The spray of goldenrod bobs in the breeze and overhead a flock of starlings weaves in and out, black against a piercing blue sky. Around the edge of the blueberry bog, the swamp maples’ leaves are maroon, and hints of gold tint the edges of the wild cherry trees. While yellow school busses and backpacks symbolize the advent of fall for many families, the subtle shift in nature towards the autumnal equinox begins on our farm in late July.
As a lover of fall, I watch the swamp maples. They are the first trees to complain about the summer heat and humidity and foreshadow the change in the seasons. Because of the high water table in that soggy section of the blueberry bog, we seldom walk into the area where sphagnum moss grows. The more reclusive birds dwell in the area, and we spy the Pileated Woodpecker darting from tree or the Red-Tailed Hawk rising from its nest.

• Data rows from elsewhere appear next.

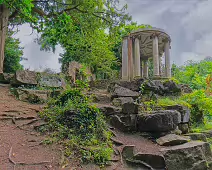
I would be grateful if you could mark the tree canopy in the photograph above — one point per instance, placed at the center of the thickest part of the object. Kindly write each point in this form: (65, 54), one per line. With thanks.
(13, 54)
(83, 28)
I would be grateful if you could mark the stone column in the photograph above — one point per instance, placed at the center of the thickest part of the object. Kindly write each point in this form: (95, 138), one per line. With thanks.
(167, 60)
(155, 57)
(124, 59)
(130, 59)
(137, 61)
(141, 68)
(145, 69)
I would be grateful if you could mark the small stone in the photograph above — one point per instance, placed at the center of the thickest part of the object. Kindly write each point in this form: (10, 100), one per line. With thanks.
(171, 140)
(130, 108)
(158, 121)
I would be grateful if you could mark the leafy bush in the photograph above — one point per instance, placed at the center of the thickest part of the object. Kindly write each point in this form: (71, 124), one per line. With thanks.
(81, 126)
(193, 73)
(201, 106)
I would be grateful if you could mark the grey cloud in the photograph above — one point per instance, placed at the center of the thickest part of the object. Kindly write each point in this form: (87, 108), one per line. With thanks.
(188, 22)
(37, 60)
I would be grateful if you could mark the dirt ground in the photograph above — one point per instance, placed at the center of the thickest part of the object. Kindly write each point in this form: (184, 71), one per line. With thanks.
(21, 145)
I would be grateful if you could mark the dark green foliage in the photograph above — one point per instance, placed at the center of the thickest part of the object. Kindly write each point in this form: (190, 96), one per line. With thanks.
(193, 73)
(82, 128)
(13, 53)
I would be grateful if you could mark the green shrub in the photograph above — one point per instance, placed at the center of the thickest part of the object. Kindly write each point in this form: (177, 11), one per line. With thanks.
(201, 106)
(81, 126)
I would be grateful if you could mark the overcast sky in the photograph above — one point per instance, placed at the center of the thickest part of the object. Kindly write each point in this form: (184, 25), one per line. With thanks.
(188, 22)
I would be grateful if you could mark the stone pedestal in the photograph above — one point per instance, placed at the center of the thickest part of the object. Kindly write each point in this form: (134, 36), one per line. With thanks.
(125, 59)
(130, 59)
(167, 60)
(137, 61)
(155, 57)
(145, 68)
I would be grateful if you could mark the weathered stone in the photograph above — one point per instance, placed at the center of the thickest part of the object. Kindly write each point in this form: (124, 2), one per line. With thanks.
(184, 127)
(123, 92)
(171, 140)
(6, 78)
(155, 161)
(130, 108)
(121, 100)
(158, 121)
(184, 111)
(24, 77)
(124, 123)
(133, 85)
(32, 96)
(197, 136)
(100, 84)
(208, 133)
(101, 98)
(149, 86)
(50, 80)
(189, 156)
(171, 87)
(109, 110)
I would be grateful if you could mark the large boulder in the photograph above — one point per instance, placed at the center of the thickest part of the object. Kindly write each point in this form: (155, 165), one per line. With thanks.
(124, 123)
(119, 91)
(158, 121)
(34, 96)
(189, 156)
(108, 110)
(121, 100)
(197, 136)
(133, 85)
(24, 77)
(6, 78)
(145, 161)
(171, 140)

Over the summer, I met a couple of our patrons when they came to you-pick blueberries and to experience the beauty of the farm. In the waning weeks of August, other customers begin to contact me, “When will you resume shipping? I have two cups of your berries left.” Soon, I reassure them.
While we are still packing tons of blueberries, I prepare for September 10th, the first Tuesday we will ship out frozen blueberries. I order more ink for my printer, labels from FedEx, postcards to slip into the boxes. John checks to see if we need to purchase more shipping containers, and calls the FedEx representative to schedule a pick-up, the first of the many. The webmaster turns on the ordering buttons.
Voila! When I turn on my computer, the first order has arrived. Our fall work has begun.